Liban: Un journaliste de Reuters tué, six autres blessés dont deux de l'AFP

Issam Abdallah, vidéaste pour l'agence de presse, pose pour un selfie alors qu'il travaille à Maras, en Turquie, le 11 février 2023 (Photo, AP).
Issam Abdallah, vidéaste pour l'agence de presse, pose pour un selfie alors qu'il travaille à Maras, en Turquie, le 11 février 2023 (Photo, AP).
Short Url
Publié le Samedi 14 octobre 2023

Liban: Un journaliste de Reuters tué, six autres blessés dont deux de l'AFP

  • La chaîne du Qatar Al-Jazeera a indiqué que deux de ses journalistes, Carmen Joukhadar et Elie Brakhya, avaient été blessés
  • Les premiers bombardements israéliens avaient fait suite à une tentative d'infiltration en Israël de Palestiniens

BEYROUTH: Un journaliste vidéo de Reuters a été tué et six autres journalistes de l'AFP, de Reuters et d'Al-Jazeera ont été blessés vendredi en couvrant la situation dans le sud du Liban, ont annoncé les trois médias.

Un groupe de journalistes de différents médias se trouvaient près du village d'Aalma ech-Chaab, près de la frontière israélienne lorsqu'ils ont été pris dans des bombardements transfrontaliers, a indiqué l'un des deux journalistes blessés de l'AFP.

Une source de sécurité libanaise a déclaré à l'AFP que les premiers bombardements israéliens avaient fait suite à une tentative d'infiltration en Israël de Palestiniens du côté libanais de la frontière.

"Nous sommes profondément attristés d'apprendre que notre vidéaste, Issam Abdallah, a été tué", a indiqué le communiqué de l'agence de presse Reuters. Il faisait partie d'une équipe de Reuters dans le sud du Liban.

La photographe de l'AFP, Christina Assi, se trouvait dans le secteur avec son collègue journaliste vidéo de l'AFP, Dylan Collins. Tous deux ont été transportés à l'hôpital de Tyr pour y être soignés.

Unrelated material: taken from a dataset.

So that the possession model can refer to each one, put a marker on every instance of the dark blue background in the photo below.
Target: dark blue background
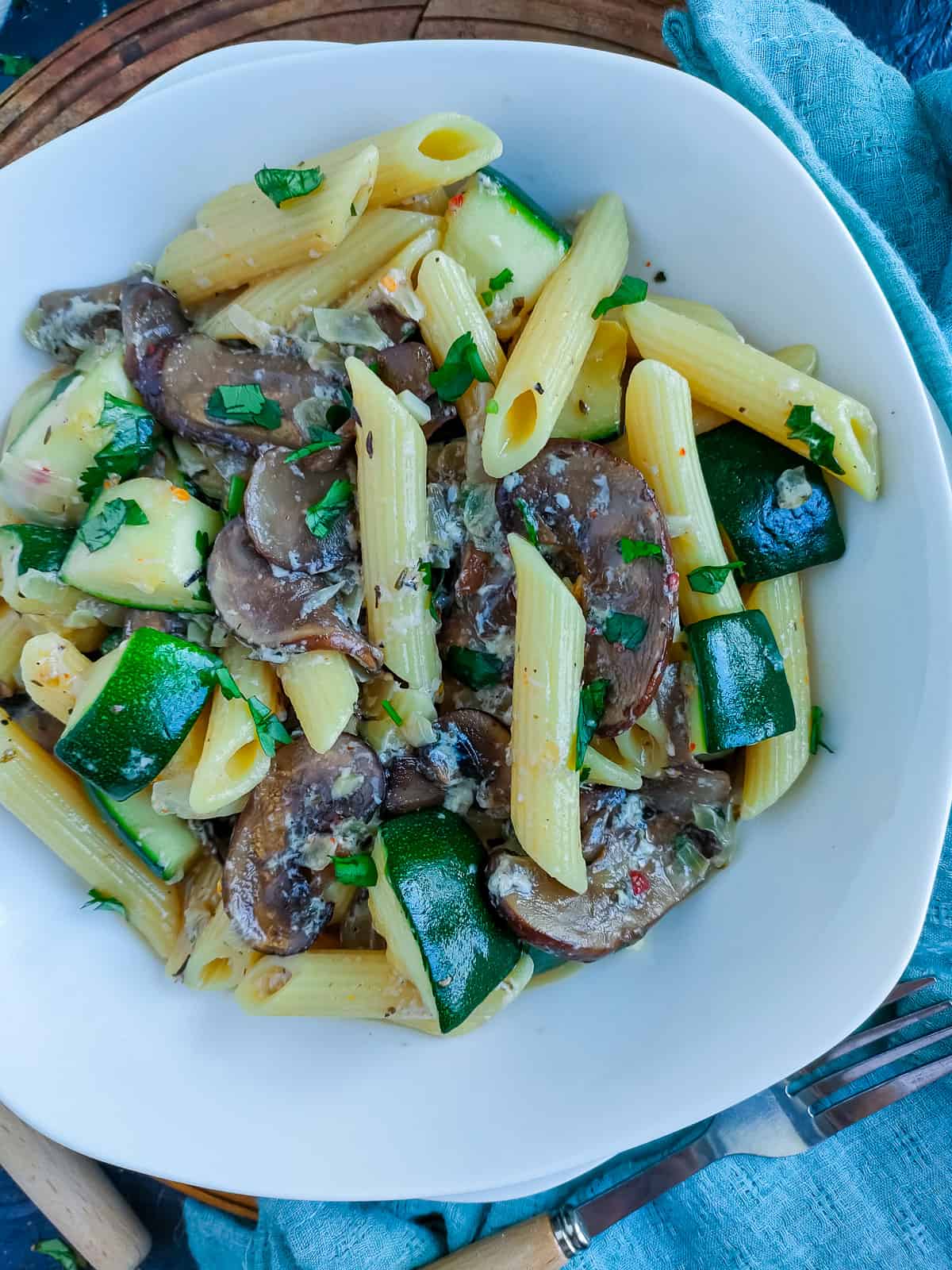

Deux autres journalistes de Reuters, "Thaer Al-Sudani et Maher Nazeh ont également été blessés et ont besoin de soins médicaux", a indiqué l'agence Reuters dans son communiqué, ajoutant qu'elle "recherchait d'urgence davantage d'informations".

La chaîne du Qatar Al-Jazeera a indiqué que deux de ses journalistes, Carmen Joukhadar et Elie Brakhya, avaient été blessés, en affirmant que "leur véhicule avait été touché par les bombardements israéliens".

"Nous sommes profondément préoccupés par le fait qu'un groupe de journalistes clairement identifiés ont été tués et blessés alors qu'ils faisaient leur travail", a déclaré Phil Chetwynd, directeur de l'information à l'AFP.

"Nous adressons nos plus sincères condoléances à nos amis de Reuters pour la perte d'Issam et nos pensées vont vers tous nos collègues blessés à l'hôpital".

De son côté, le Premier ministre libanais Najib Mikati a dénoncé dans un communiqué le "ciblage direct des journalistes par l'ennemi israélien dans le cadre de son agression continue contre le territoire libanais".

A New York, le secrétaire général de l'ONU a souligné que ces événements montraient "le fort risque de débordement" de la guerre entre le Hamas et Israël, envers son voisin libanais, et a présenté ses condoléances, tandis que le porte-parole de l'ONU Stéphane Dujarric a souhaité une enquête pour "déterminer ce qui s'est passé exactement".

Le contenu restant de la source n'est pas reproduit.